Freddy was, up until now, arguably Frank’s only friend. I’ve noted previously how lonely his view of power is, but Freddy’s barbecue was the one place where he maintained a semblance of sentimentality and, with this, humanity. Tusk attacked Frank in the two places where he still had chinks in his armor, his wife and his one friend, but while we knew Claire would end up okay (and who cares about Adam?), Freddy doesn’t stand a chance. He’s not playing by the same rules, and unfortunately for him, everyone else knows this.
Unfortunately, the road to Freddy’s destruction is paved with terrible writing and cliches. We learn here that Freddy is an ex-convict, his son lives in the projects with his grandson, and his son is also on parole but always carries a gun. It turns out that Freddy’s life is a whole, ugly bag of racist cliches, but what’s worse is the dialogue. Clearly the show wished to mimic the look of The Wire for the sake of “authenticity,” but Freddy is given ridiculous dialogue, and his son’s lines are even worse. Their entire half of the episode is preachy as only white people moralizing to and through the mouths of black people can be, and while Reg Cathey is a good enough actor to occasionally pull this off, on the whole it misfired horribly. Admittedly House of Cards’ scripts always read like plays, so in a few scenes (in particular the one at Freddy’s house between him and Frank), this works better than others; when Freddy’s son is around, though, it’s just embarrassing to watch.
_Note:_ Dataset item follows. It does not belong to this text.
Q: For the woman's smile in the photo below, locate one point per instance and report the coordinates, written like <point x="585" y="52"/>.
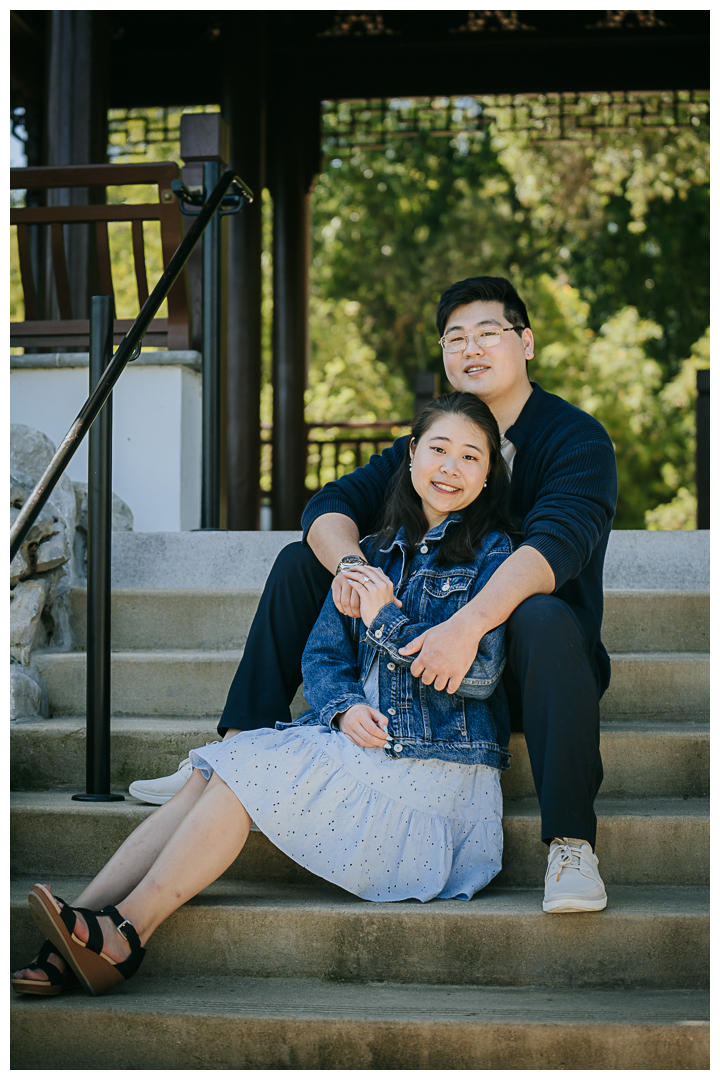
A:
<point x="449" y="466"/>
<point x="445" y="488"/>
Freddy’s storyline was supposed to mirror Adam’s, showing us how the Underwoods need to shed all of their connections if they’re going to continue playing politics in the big leagues. But while both we and the Underwoods have an emotional connection to Freddy, Adam has always been beyond empathy. This storyline is still pretty entertaining, as it focused on the media circus surrounding this type of political scandal, but it was mostly just a question of how the Underwoods and their advisors handled every situation. Having Adam leave the show for good is no big loss. There were a few great moments, particularly when Seth went on television and when Frank asserted his love of Claire to Adam, but it in all this was just entertainment.
This is the most disappointing episode of season two so far. Oddly, it’s not because the episode lacked ambition, as it was more exciting than either of the previous two, but simply because the execution was so poor. Fortunately that’s rarely the case for House of Cards, which can often turn even small events into exciting television due to its superb cast and crew, but when it came to Freddy’s life, the writing just wasn’t there. On a macro-level “Chapter 22” worked, getting the season’s story where it needed to be and putting Frank and Claire in new emotional positions, but when it came to giving the show’s one strong black character a full, three-dimensional life, House of Cards wasn’t up to the task.